Amid gridlock over immigration policy and public concerns about undocumented foreign workers, federal labor enforcement is on the rise. Federal Form I-9 verifies a worker’s identity and legal authority to work in the U.S.
However, I-9 filings have become “such a routine part of the hiring process” that employers may neglect to properly review worker documentation, Raimondo warned. While it’s not unlawful simply to hire an unauthorized worker, he stressed “it’s illegal to knowingly hire an undocumented worker.”
In some cases, “the I-9’s the thing that will keep an employer out of jail,” he said. The lawyer urges producers to periodically audit I-9 paperwork and train farm managers and supervisors in the verification process.
Michigan dairy producers Johannes Martinus Verhaar and Anthonia Marjanne Verhaar were sentenced in 2011 to lengthy probation and fined nearly $735,000 for hiring and “harboring” illegal aliens. The pair was charged with failing to adequately verify worker eligibility.
“Ironically, we’re seeing enforcement more in the Midwest than in California,” Raimondo told FarmWeek at last week’s American Farm Bureau Federation Labor Conference in Rosemont. “Strangely enough, in California agriculture, the enforcement’s been somewhat limited. In the Midwest, we’ve seen the fines, the jail time.”
An employee must complete an I-9 before performing any work; employers must provide new hires a list of acceptable identification and work authorization documents. For a list of documents, visit {uscis.gov/files/form/i-9.pdf}.
Employers should be able to “attest under threat of perjury” that documents appeared legitimate and immediately fire workers they know to be undocumented, Raimondo insists. They nonetheless walk a federal tightrope.
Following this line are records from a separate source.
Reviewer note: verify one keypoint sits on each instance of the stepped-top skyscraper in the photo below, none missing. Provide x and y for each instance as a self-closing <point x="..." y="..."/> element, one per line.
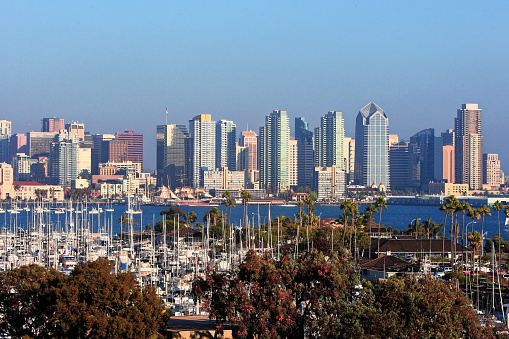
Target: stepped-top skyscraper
<point x="274" y="148"/>
<point x="329" y="138"/>
<point x="202" y="131"/>
<point x="372" y="146"/>
<point x="468" y="147"/>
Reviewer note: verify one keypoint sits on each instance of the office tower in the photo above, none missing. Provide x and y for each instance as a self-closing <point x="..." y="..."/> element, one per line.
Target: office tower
<point x="64" y="160"/>
<point x="293" y="161"/>
<point x="114" y="151"/>
<point x="97" y="140"/>
<point x="249" y="139"/>
<point x="39" y="143"/>
<point x="52" y="124"/>
<point x="171" y="155"/>
<point x="372" y="146"/>
<point x="402" y="175"/>
<point x="274" y="139"/>
<point x="134" y="146"/>
<point x="305" y="153"/>
<point x="203" y="133"/>
<point x="330" y="182"/>
<point x="76" y="128"/>
<point x="329" y="139"/>
<point x="422" y="147"/>
<point x="21" y="166"/>
<point x="226" y="137"/>
<point x="468" y="146"/>
<point x="5" y="136"/>
<point x="491" y="175"/>
<point x="349" y="159"/>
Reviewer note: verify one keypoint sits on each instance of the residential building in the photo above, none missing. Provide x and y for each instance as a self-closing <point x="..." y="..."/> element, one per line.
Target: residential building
<point x="468" y="143"/>
<point x="226" y="137"/>
<point x="203" y="138"/>
<point x="52" y="124"/>
<point x="134" y="146"/>
<point x="329" y="138"/>
<point x="274" y="152"/>
<point x="305" y="153"/>
<point x="372" y="146"/>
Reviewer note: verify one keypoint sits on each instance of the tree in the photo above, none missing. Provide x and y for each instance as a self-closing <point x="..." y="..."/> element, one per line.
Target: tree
<point x="497" y="206"/>
<point x="91" y="302"/>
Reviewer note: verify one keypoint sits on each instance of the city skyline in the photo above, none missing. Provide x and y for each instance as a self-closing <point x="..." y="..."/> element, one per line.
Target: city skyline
<point x="117" y="66"/>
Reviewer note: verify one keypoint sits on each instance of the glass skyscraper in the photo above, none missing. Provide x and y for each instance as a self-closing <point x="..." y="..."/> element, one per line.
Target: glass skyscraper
<point x="372" y="146"/>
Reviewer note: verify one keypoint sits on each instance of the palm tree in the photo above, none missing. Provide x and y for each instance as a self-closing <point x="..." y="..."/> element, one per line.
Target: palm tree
<point x="497" y="206"/>
<point x="380" y="203"/>
<point x="483" y="210"/>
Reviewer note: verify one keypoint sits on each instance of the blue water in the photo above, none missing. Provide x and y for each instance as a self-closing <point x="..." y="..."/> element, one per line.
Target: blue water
<point x="397" y="216"/>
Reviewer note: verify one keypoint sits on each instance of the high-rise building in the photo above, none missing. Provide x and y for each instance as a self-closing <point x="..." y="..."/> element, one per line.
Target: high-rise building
<point x="226" y="137"/>
<point x="422" y="148"/>
<point x="372" y="146"/>
<point x="134" y="146"/>
<point x="491" y="175"/>
<point x="293" y="161"/>
<point x="203" y="135"/>
<point x="171" y="154"/>
<point x="274" y="162"/>
<point x="468" y="146"/>
<point x="249" y="139"/>
<point x="76" y="128"/>
<point x="52" y="124"/>
<point x="305" y="153"/>
<point x="5" y="136"/>
<point x="64" y="155"/>
<point x="329" y="138"/>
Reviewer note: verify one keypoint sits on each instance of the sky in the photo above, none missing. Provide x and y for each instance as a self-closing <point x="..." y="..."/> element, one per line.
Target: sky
<point x="117" y="65"/>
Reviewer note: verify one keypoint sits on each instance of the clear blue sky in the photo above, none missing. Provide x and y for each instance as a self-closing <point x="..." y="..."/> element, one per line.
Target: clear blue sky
<point x="117" y="65"/>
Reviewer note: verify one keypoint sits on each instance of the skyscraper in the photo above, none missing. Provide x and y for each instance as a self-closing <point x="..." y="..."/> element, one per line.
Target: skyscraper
<point x="274" y="142"/>
<point x="203" y="133"/>
<point x="226" y="136"/>
<point x="305" y="153"/>
<point x="468" y="146"/>
<point x="372" y="146"/>
<point x="52" y="124"/>
<point x="134" y="146"/>
<point x="171" y="156"/>
<point x="329" y="138"/>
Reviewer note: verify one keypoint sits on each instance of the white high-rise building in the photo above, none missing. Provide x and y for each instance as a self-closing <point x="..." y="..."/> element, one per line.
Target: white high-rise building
<point x="203" y="133"/>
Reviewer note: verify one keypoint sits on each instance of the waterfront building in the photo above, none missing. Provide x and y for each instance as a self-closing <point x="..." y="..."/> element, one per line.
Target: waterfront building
<point x="134" y="145"/>
<point x="492" y="172"/>
<point x="52" y="124"/>
<point x="5" y="136"/>
<point x="468" y="143"/>
<point x="372" y="146"/>
<point x="21" y="167"/>
<point x="249" y="139"/>
<point x="226" y="137"/>
<point x="329" y="138"/>
<point x="76" y="128"/>
<point x="64" y="160"/>
<point x="293" y="158"/>
<point x="305" y="153"/>
<point x="223" y="179"/>
<point x="422" y="148"/>
<point x="171" y="154"/>
<point x="203" y="137"/>
<point x="447" y="189"/>
<point x="274" y="152"/>
<point x="330" y="182"/>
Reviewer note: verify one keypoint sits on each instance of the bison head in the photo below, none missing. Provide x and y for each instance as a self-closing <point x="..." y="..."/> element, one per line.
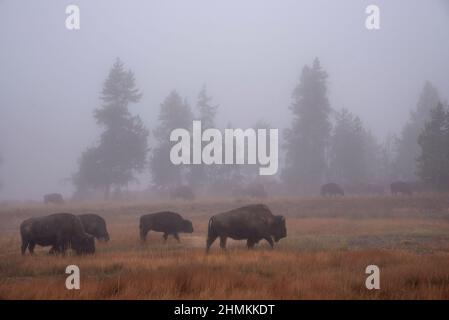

For example, they can’t require a worker to provide a Social Security number. Employers shouldn’t fire a worker simply because they receive a federal “mismatch letter” questioning Social Security information, Raimondo said.
He recommends employers giving workers a 90- to 120-day deadline to resolve discrepancies with the Social Security Administration, to avoid discrimination or other claims.
“We can’t presume someone is an undocumented immigrant because of their appearance or clothing or the color of their skin or their ethnicity,” Raimondo stressed.
“If people can produce documents that are legitimate or appear legitimate, the employer has to respect those documents and hire them.”